Passeggio per Campo de’ Fiori,
per Piazza della Quercia, per via dei Pettinari,
e non ci sono uomini né donne né gatti,
se ne sono andati tutti.

Ti osservo come ti hanno visto gli antichi.

Come sei stata nel milletrecento.

Come se fosse tornato il Medioevo.

Come ti vide Stendhal,
come ti videro i viaggiatori del diciannovesimo secolo.

Ora sei sola, come lo sono io.

Che altro vorresti tu, Roma.
Non starai mai, mai
da sola come lo sono io.

Questa condizione è solo mia.

Tuoi sono l’arte, dio, gli angeli,
la bellezza, la spada,
il mistero della storia.

Mia la suprema solitudine.


POETA EN ROMA

Roma, tú no eres Italia.

Roma, tú no eres Europa.

Roma, tú fuiste Nerón y Jesucristo.

Eso es lo que más amo de ti,
que queras Nerón y Jesucristo.

Roma, llévame contigo.

Roma, dame el miedo.

Roma, yo no quiero ver lo que tú has visto.

Roma, yo quiero ver gente feliz.

Roma, elijo los campos, las montañas,
los ríos y los árboles.

Roma, tengo que marcharme.


POETA A ROMA

Roma, tu non sei l’Italia.

Roma, tu non sei l’Europa.

Roma, tu sei stata Nerone e Gesù Cristo.

È questo ciò che più amo di te,
che sei Nerone e Gesù Cristo.

Roma, portami con te.

Roma, dammi la paura.

Roma, non voglio vedere ciò che tu hai visto.

Roma, io voglio vedere gente felice.

Roma, scelgo i campi, le montagne,
i fiumi e gli alberi.

Roma, devo partire.


DESDE MADRID TE SIGO QUERIENDO

Desde Madrid,
rodeado he hospitales rotos
con miles de enfermos,
con ancianos que se fueron solos
a le extinción y a la consumación,
sin familia, sin hijos
a quienes entregar una mano abierta,
pienso en ti,
Roma, mi Roma.

Pienso en tus ángeles y en tus dioses.
Pienso en que tu soledad y la mía
cayeron profundamente enamoradas
a los pies de las estrellas.

Come un enamorado más
en ti busco auxilio y esperanza,
en el camino de todos los enamorados
hacia la muerte y el olvido.

Te esperaré y tú me esperarás.

Y si yo no volviera,
otro español lo hará,
y te amará como siempre
te hemos amado los poetas.


DA MADRID SEGUITO AD AMARTI

Da Madrid,
circondato da ospedali infranti
con migliaia di ammalati,
con anziani che da soli se ne sono andati
all’estinzione e al compimento,
senza famiglia, senza figli
a cui dare una mano aperta,
penso a te,
Roma, la mia Roma.

Penso ai tuoi angeli e ai tuoi dèi.
Penso alla tua solitudine e alla mia
cadute profondamente innamorate
ai piedi delle stelle.

Come un altro innamorato
in te cerco aiuto e speranza,
sulla strada di tutti gli innamorati
verso la morte e l’oblio.

Ti aspetterò e tu mi aspetterai.

E se non dovessi tornare
lo farà un altro spagnolo,
e ti amerà come sempre
ti abbiamo amato noi poeti.


Traduzione dallo spagnolo di Alessio Brandolini




Manuel Vilas (Barbastro, Spagna, 1962)
è poeta, narratore e giornalista.
Ha pubblicato raccolte di poesie e romanzi, tra cui España (2008).

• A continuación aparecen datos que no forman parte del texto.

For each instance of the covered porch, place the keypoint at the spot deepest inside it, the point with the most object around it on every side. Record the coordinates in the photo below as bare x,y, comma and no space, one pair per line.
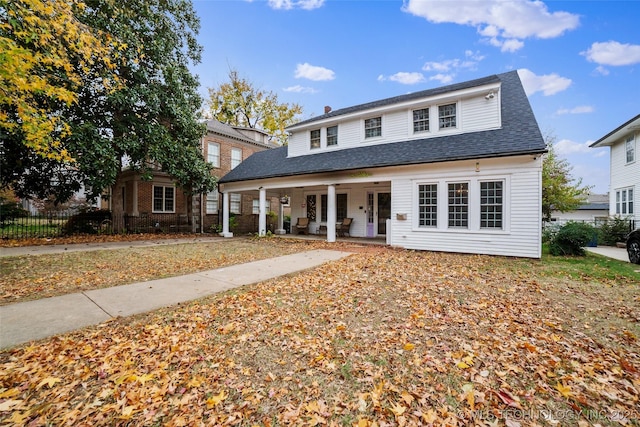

La sua opera è presente nelle principali antologie spagnole di poesia e narrativa.
In tutto c’è stata bellezza (Guanda 2019) è stato il primo libro pubblicato in Italia. Nel 2020 Guanda ha pubblicato anche il romanzo La gioia, all’improvviso seguito dalla raccolta poetica Amor (2021).